Technical information
- Licensing authority: FCC
- Facility ID: 7914
- Class: A
- ERP: 260 watts
- HAAT: 472 meters
- Transmitter coordinates: 39°39′4.00″N 121°27′43.00″W﻿ / ﻿39.6511111°N 121.4619444°W
- Translators: HD2: 104.5 K283AR (Chico) HD3: 105.7 K289CH (Chico)

Links
- Public license information: Public file; LMS;
- Webcast: Listen Live
- Website: Air 1 K-Love (HD2) The Valley's 105.7 (HD3)

= KYIX =

Air 1 station in Chico, California

KYIX (104.9 FM) is a repeater station for the Air1 Radio Network based in Chico, California and licensed to South Oroville, California. It is owned by Butte Broadcasting Company, Inc., which owns and operates sister station KKXX.

==Brief history==
KYIX was originally a locally-run Christian station managed by Ron and Sarah Warkentin, later Randy and Monica Zachary of Reality Radio Ministries and was known as Reality Radio Y105. It then became a part of the Radio U network before being picked up by Air 1.

==HD Radio==
On January 29, 2025, KYIX's HD3 subchannel changed their format from oldies to hot adult contemporary, branded as "105.7 The Mountain". The station is being programmed by Robert Paul and managed by Rob Austin of JamTraxx Media / RadioMixes / Fusion Radio fame.

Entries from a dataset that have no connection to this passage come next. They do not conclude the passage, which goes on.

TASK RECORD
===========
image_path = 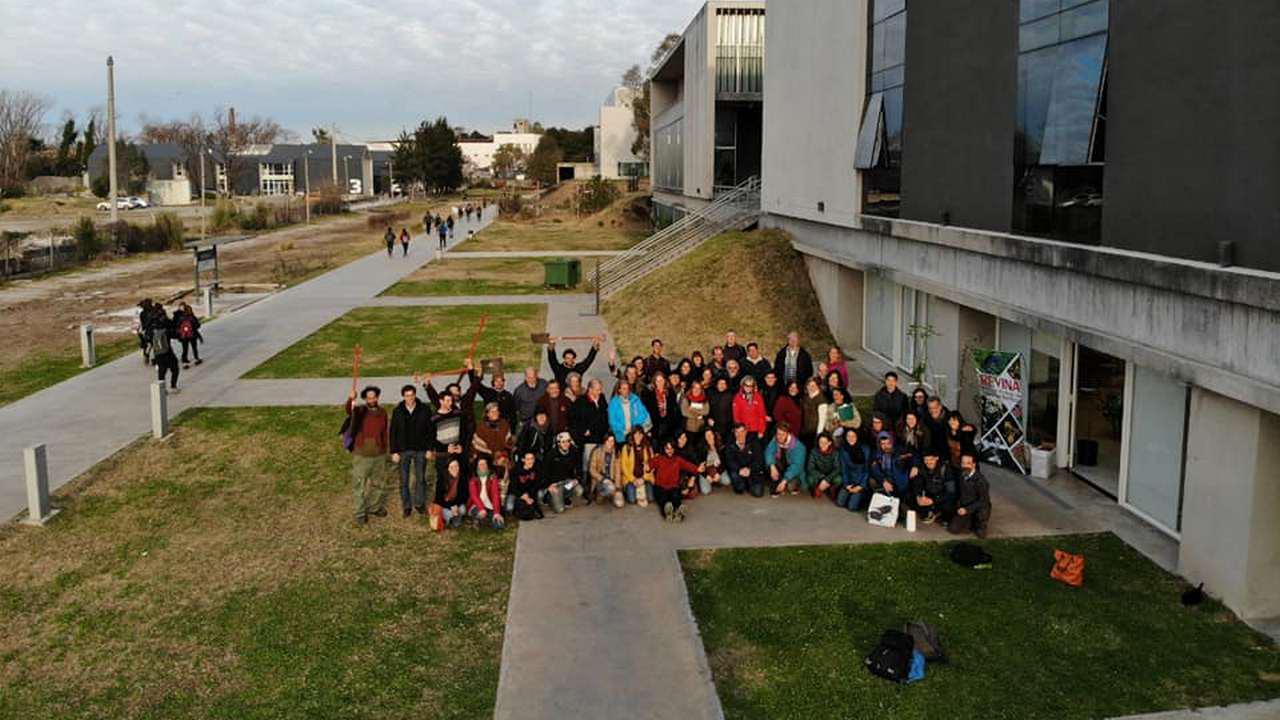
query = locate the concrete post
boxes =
[81,323,97,368]
[22,445,58,527]
[151,380,169,439]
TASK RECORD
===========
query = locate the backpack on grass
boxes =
[864,630,915,683]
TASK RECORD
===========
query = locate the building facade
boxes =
[649,0,765,224]
[757,0,1280,619]
[594,87,649,179]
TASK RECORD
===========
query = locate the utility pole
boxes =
[106,55,120,245]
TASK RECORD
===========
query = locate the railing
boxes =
[596,176,760,299]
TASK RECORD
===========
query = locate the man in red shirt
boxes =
[343,386,390,525]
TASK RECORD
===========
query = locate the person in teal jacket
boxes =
[764,423,805,497]
[609,380,653,446]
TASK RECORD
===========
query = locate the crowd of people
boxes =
[343,332,991,537]
[133,297,205,393]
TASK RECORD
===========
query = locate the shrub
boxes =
[72,217,102,260]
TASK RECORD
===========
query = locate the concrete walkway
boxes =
[0,208,498,519]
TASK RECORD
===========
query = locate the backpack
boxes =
[864,630,915,683]
[151,327,173,357]
[902,620,947,662]
[178,315,196,340]
[947,542,991,570]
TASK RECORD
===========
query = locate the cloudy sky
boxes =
[0,0,700,141]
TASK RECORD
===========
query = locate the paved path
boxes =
[0,208,498,519]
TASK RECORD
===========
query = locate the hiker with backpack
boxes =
[173,302,205,370]
[343,386,390,525]
[147,302,178,393]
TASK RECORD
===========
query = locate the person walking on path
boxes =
[343,386,390,525]
[389,384,435,518]
[173,302,205,370]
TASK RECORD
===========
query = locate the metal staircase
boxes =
[596,176,760,300]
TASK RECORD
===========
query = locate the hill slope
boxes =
[603,231,835,359]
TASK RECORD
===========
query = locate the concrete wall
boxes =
[1178,388,1280,618]
[901,0,1018,231]
[1102,0,1280,270]
[804,255,863,350]
[763,215,1280,413]
[760,0,868,226]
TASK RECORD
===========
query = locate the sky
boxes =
[0,0,701,142]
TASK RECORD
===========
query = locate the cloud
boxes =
[0,0,700,140]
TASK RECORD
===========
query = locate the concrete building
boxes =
[594,87,649,179]
[757,0,1280,619]
[649,0,764,224]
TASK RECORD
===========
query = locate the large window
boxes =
[855,0,906,218]
[1012,0,1108,245]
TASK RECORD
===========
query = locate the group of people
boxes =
[133,297,205,392]
[344,332,991,537]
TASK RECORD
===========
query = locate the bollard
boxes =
[22,445,58,527]
[151,380,169,439]
[81,323,97,368]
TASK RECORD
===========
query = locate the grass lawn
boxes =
[0,336,142,406]
[603,231,835,363]
[681,534,1280,720]
[454,218,649,252]
[0,407,515,719]
[383,256,581,297]
[244,305,547,379]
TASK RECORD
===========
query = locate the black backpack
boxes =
[864,630,915,683]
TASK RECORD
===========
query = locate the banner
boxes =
[973,350,1028,474]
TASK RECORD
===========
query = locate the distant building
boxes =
[595,87,649,179]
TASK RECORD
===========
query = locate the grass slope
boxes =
[603,231,833,361]
[383,256,580,297]
[0,407,515,720]
[682,534,1280,720]
[244,305,547,378]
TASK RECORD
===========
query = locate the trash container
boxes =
[543,258,570,287]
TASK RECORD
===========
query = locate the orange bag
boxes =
[1048,550,1084,588]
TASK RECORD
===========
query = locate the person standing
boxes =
[389,383,435,518]
[343,386,390,525]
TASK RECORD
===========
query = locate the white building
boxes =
[595,87,649,179]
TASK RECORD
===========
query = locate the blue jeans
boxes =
[836,487,872,512]
[399,450,435,510]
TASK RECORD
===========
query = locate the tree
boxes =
[622,32,682,163]
[396,118,462,193]
[209,109,283,195]
[526,135,564,184]
[0,90,50,197]
[493,142,525,178]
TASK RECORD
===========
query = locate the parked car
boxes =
[97,197,133,211]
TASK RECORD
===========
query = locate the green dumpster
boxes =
[543,258,570,287]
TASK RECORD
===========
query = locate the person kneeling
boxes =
[764,423,805,497]
[653,439,707,523]
[947,452,991,538]
[906,448,955,524]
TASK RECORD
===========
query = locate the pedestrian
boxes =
[343,386,390,525]
[173,302,205,370]
[148,302,178,393]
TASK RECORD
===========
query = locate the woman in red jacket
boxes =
[733,375,769,437]
[467,455,506,530]
[653,439,705,523]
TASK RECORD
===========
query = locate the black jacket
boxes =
[773,346,813,387]
[390,401,435,452]
[568,393,609,446]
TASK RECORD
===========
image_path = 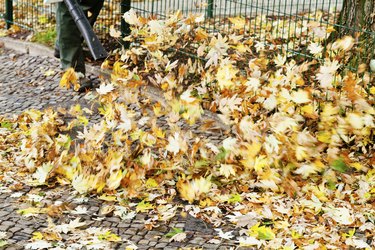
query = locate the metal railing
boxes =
[0,0,375,71]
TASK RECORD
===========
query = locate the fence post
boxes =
[206,0,214,18]
[121,0,131,49]
[5,0,13,29]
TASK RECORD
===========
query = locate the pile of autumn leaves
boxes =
[0,7,375,224]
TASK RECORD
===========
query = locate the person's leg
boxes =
[53,5,61,58]
[81,0,104,26]
[56,2,86,75]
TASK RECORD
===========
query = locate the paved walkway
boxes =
[0,40,238,249]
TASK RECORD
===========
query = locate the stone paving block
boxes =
[8,227,22,233]
[155,242,168,249]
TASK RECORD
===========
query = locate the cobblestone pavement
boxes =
[0,44,238,249]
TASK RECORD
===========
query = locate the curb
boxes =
[0,37,231,131]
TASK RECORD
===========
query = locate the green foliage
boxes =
[32,27,56,47]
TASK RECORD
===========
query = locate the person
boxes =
[54,0,104,92]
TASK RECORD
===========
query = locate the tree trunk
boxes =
[338,0,375,37]
[336,0,375,69]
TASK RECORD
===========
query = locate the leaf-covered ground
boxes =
[0,11,375,249]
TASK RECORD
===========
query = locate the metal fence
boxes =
[0,0,375,71]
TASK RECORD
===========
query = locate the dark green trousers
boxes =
[56,0,104,75]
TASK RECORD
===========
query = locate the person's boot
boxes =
[53,46,60,58]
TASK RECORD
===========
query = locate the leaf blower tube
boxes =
[64,0,108,60]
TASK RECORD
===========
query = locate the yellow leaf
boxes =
[98,194,117,201]
[318,131,331,143]
[17,207,46,217]
[228,17,246,29]
[107,169,124,190]
[135,200,154,213]
[31,232,43,240]
[146,178,159,188]
[249,223,275,240]
[220,164,236,178]
[60,68,79,90]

On October 3, 2025 at 4 pm, KYIX-HD3 dropped its hot adult contemporary format and began stunting as "Meow 105.7", towards a new format to launch on Wednesday, October 8 at 12 pm.

On October 8, 2025 at 12 pm, KYIX-HD3 ended stunting and launched an adult contemporary format, branded as "The Valley's 105.7".